Pediu para ser responsável pela limpeza das imagens e passou anos lavando a imagem da Virgem, de maneira a desbotar as cores. Até que sua paciência se esgotou e ela finalmente se “acidentou”. Quebrou a imagem em muitos pedaços, fez questão de pisotear-lhe a cara de santinha de pau oco. “Virgem? Duvido!” – pensava enquanto quebrava mais pedaços antes que as irmãs viessem acudir.

Mas a felicidade sempre vem depois do tormento. Antes que chegasse a nova imagem, sua irmã Eugenie fora visitá-la para contar que a mãe havia morrido. “Morta? E eu aqui pagando pelos pecados dela, enquanto ela dorme na santa paz!” – disse, indignada à irmã. “Não sabia que era infeliz, Augustine. E creio que mamãe também não.”

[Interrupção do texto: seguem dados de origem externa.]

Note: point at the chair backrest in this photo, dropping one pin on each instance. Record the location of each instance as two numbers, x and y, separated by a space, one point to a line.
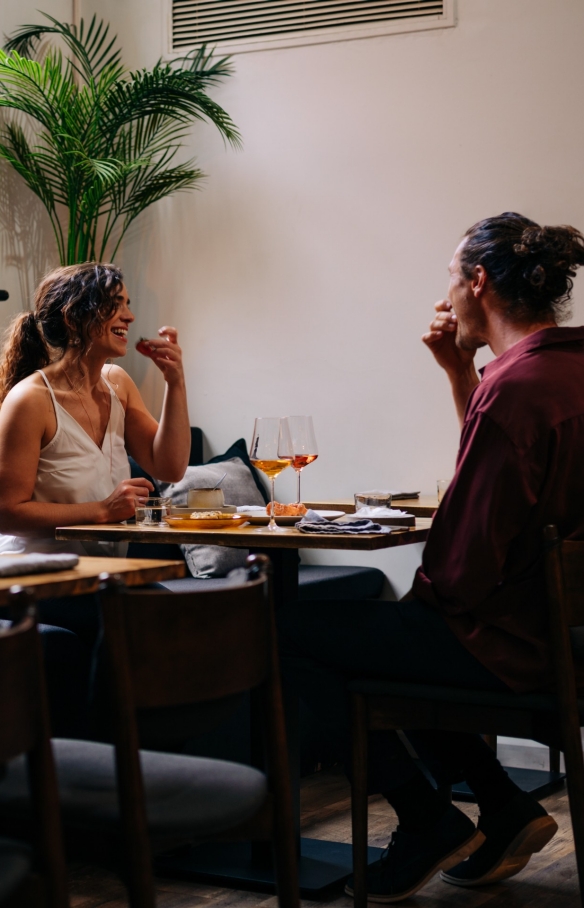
181 648
172 649
25 729
565 576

Augustine recebeu permissão para ir aos funerais da mãe. Conheceu Serge, o marido de Eugenie e as cunhadas, esposas de seus irmãos. Conversou com todos eles e contou sua vida miserável e o quanto odiava a mãe. Desejava que ela estivesse queimando nas profundezas infernais! Um dia se encontrariam: afinal, vivia em pecado e seu destino só poderia ser o inferno.

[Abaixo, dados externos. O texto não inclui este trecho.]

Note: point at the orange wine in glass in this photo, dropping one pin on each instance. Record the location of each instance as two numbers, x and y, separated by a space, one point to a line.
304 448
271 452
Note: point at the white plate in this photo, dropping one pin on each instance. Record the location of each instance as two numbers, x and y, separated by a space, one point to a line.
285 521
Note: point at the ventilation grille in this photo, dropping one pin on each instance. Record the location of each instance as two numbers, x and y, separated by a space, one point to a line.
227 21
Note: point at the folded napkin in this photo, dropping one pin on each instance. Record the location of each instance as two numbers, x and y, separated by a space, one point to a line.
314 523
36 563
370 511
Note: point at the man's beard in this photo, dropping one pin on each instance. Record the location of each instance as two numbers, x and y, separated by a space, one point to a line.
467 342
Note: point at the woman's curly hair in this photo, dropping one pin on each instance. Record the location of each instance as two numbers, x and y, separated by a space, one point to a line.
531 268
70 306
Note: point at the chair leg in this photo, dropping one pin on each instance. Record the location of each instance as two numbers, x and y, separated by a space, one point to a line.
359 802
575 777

Amou Serge, seu cunhado, desde o primeiro momento em que o viu. Um gentleman, um lorde, um verdadeiro cavalheiro. Serge se aproximou de Augustine, somente para lhe perguntar se ela gostaria de sair do convento. Após a resposta afirmativa de Augustine, Serge contou-lhe que seus irmãos já haviam decidido levá-la de volta ao claustro tão logo a mãe fosse enterrada. Não queriam mais uma pessoa para dividir a herança e não saberiam o que fazer com ela, com quem ela viveria. “Eugenie conversou comigo. Estamos realmente comovidos com sua sina, Augustine. Mas não podemos retirá-la do claustro. O único que pode fazê-lo é seu irmão mais velho e ele não o fará.” Augustine agradeceu e acrescentou “Vou fugir”. Serge pediu-lhe para não mencionar aquela palavra, nem comportar-se como se fosse fugir. Naquela noite, ele deixaria embaixo da porta de seu quarto um bilhete de trem, passagem de ida para a Áustria. Era um bom país, havia trabalho e teria a chance reconstruir sua vida.

E ali estava Augustine, sentada na classe “C” do trem, em meio a galinhas e porcos, mas feliz como nunca. Levava uma valise simples, com algumas roupas que Eugenie lhe dera. O funeral da mãe começaria quando raiasse o dia. E ela já estaria bem longe.

O trem já andava e Augustine começou a sentir sono. O dia ainda demoraria para amanhecer e continuava nevando tristemente, naquele que era o dia mais feliz de sua vida, o dia da libertação. O sol logo apareceria, junto com a alegria da liberdade. O comprovante do bilhete de trem exibia a data de 15 de dezembro de 1851, esse era o dia inesquecível.

Pensava em seu destino, incerto é verdade, graças à sua irmã Eugenie e a Serge, a quem amara porque era um bom homem, mais irmão que seus próprios irmãos de sangue, uma coisa era certa: Augustine poderia, enfim, viver sua própria vida e, só por isso, já era alguém realmente feliz.